Being eco-friendly isn’t just for individuals and large corporations who need a boost to their PR. Small businesses, too, can get onboard with the movement. Even if being green doesn’t mesh with your worldview, it can still bring about cost savings for your business. Here are some steps that any small business owner can take:
Sure, it’s impossible to completely remove your business’s trash cans and eliminate waste of all kinds. But there are ways to cut down on trash – and to reduce costs in the process. If you provide something for your employers that creates waste and is not necessary, it is a good candidate for elimination. Paper products are a good place to start. Instead of buying tons of paper that will only be thrown out, go paperless whenever possible.

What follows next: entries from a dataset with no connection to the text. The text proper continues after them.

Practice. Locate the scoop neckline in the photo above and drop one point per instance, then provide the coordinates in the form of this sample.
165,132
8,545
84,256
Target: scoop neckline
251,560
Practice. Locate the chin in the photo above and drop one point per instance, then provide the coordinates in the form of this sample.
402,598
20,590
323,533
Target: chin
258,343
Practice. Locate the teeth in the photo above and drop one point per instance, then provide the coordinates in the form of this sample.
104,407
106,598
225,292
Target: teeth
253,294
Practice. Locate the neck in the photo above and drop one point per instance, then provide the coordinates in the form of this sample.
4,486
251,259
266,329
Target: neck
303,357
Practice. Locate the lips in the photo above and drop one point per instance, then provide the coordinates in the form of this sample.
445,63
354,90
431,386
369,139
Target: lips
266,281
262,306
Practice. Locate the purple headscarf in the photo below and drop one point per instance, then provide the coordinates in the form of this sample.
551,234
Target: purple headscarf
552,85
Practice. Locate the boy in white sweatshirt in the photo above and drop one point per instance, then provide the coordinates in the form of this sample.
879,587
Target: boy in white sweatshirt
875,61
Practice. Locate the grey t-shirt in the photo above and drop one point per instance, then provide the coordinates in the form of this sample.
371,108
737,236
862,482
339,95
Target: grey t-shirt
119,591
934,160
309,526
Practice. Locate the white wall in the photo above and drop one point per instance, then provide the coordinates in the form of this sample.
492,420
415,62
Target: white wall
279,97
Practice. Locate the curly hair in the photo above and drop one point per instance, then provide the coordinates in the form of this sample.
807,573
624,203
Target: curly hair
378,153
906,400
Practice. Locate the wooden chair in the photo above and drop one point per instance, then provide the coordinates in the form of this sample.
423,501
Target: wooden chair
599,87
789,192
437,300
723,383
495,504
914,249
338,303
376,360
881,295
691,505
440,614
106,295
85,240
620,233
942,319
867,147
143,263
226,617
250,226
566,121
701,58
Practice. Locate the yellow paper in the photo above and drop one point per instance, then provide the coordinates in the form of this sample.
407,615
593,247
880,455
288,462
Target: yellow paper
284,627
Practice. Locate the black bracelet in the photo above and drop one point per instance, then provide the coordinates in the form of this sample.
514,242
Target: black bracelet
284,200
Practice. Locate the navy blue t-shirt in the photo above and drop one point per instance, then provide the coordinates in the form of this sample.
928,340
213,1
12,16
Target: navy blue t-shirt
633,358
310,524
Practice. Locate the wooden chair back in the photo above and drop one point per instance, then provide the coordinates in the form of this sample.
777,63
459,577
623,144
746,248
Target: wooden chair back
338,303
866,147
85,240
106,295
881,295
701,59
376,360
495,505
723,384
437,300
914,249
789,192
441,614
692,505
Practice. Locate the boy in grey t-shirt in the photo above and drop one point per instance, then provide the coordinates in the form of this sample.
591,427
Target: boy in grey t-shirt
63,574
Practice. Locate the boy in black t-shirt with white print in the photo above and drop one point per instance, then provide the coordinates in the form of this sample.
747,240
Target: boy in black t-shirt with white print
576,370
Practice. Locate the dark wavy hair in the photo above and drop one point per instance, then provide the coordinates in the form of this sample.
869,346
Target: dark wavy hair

Use email rather than printing and handing out a document. Send out electronic checks for employers who use direct deposit. Another contender for elimination could come in the form of food or water products. Instead of providing wholesale water bottles that will only end up in the trash, encourage your employees to bring their own and use the tap.
Use Less Electricity
There are many ways to go about accomplishing this task. The cheapest is to simply insure that employees turn everything off before leaving for the day – computers and monitors as well as lights. This can translate into significant electricity savings. Other options require up-front costs but also promise savings in the long run: you can have your building examined for cracks and leaks, start using energy efficient light bulbs, or install timers and motion sensors to insure that lights don’t stay on and that the temperature isn’t set too high overnight.
Even if being green doesn’t mesh with your worldview, it can still bring about cost savings for your business.
If your business is in a metropolitan area, there’s a good chance that you and your employees spend thousands of dollars commuting each year. By allowing staff to occasionally work from home, you not only help the environment by reducing gas consumption, but you can also save some money on electricity and water at the same time. Allowing employees to telecommute can furthermore boost worker satisfaction and productivity by creating flexibility in their schedules and by periodically eliminating a stressful commute.
There are more ways to go green in the workplace, but this list should make for a good place to start. If you aren’t already taking steps to conserve and eliminate when possible, there’s no reason to not start doing so. After all, these steps are usually cheap or free, often provide long-term savings, and can increase your employee satisfaction. And, of course, they are good for the environment, too.